Ну и что? В нем снова поднялось какое-то отвратительное, темное, испугавшее его злорадство. — Сломал он свою бюрократическую машину? Нет. Значит, рок? Врожденное, с молоком матери впитанное отторжение западной модели? Презрение к личности? Желание страдать? Верить в патриарха? Понятие "очищающего страдания" тоже ведь у нас родилось… Несчастный мой народ, такой нежный, умный, добрый, совестливый, отчего тебе именно выпала столь страшная божья кара?!
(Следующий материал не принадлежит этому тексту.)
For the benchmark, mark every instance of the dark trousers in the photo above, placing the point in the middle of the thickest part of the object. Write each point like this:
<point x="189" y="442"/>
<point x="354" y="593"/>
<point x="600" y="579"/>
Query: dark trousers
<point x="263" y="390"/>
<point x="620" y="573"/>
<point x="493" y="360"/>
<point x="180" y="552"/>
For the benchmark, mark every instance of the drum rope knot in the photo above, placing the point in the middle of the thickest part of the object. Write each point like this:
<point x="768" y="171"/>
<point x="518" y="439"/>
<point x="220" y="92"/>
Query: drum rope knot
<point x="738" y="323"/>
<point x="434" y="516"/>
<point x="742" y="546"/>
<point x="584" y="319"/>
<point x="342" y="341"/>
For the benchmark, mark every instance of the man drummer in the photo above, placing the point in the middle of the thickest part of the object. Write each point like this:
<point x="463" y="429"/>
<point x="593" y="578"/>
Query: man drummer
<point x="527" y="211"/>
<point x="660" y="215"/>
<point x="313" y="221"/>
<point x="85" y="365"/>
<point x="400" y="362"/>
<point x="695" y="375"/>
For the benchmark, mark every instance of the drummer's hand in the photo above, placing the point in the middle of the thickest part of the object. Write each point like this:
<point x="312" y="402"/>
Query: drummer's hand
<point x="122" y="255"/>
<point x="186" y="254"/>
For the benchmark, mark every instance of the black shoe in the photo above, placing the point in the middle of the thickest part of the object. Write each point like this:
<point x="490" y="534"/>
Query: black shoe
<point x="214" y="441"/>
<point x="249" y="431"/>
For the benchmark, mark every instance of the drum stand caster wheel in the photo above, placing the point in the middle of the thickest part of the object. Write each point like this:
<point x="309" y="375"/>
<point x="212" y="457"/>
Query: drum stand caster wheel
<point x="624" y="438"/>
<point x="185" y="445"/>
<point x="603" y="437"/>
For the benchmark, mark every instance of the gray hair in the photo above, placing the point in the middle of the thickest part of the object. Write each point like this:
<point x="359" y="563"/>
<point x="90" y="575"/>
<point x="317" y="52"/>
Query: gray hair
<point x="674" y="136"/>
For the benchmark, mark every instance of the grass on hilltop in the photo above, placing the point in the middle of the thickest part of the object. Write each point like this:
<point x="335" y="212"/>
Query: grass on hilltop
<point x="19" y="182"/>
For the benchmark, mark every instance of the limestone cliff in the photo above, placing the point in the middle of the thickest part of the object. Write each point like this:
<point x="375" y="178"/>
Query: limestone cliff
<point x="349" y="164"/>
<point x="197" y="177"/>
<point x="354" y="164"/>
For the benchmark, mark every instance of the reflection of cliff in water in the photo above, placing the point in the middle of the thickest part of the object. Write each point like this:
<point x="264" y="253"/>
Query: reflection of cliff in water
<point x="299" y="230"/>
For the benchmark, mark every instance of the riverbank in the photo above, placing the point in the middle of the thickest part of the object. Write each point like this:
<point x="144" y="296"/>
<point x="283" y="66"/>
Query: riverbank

Не вали на народ, сказал он себе с тоскою: во всем виноват ты, и только ты; были бы порешительней и не живи в плену догм, именуемых традициями "седой старины", не просрал бы отечество, эмигрант поганый! Фраза была такой слышимой и презрительно-грубой, будто произнес ее не он, а кто-то другой; о "феномене Гучкова" сам Гучков размышлял с некоторым удивлением, подчас критически, яростно даже: "Дурак, не то сморозил!" — но притом уважительно, глядя на себя как бы со стороны, холодно и взвешенно.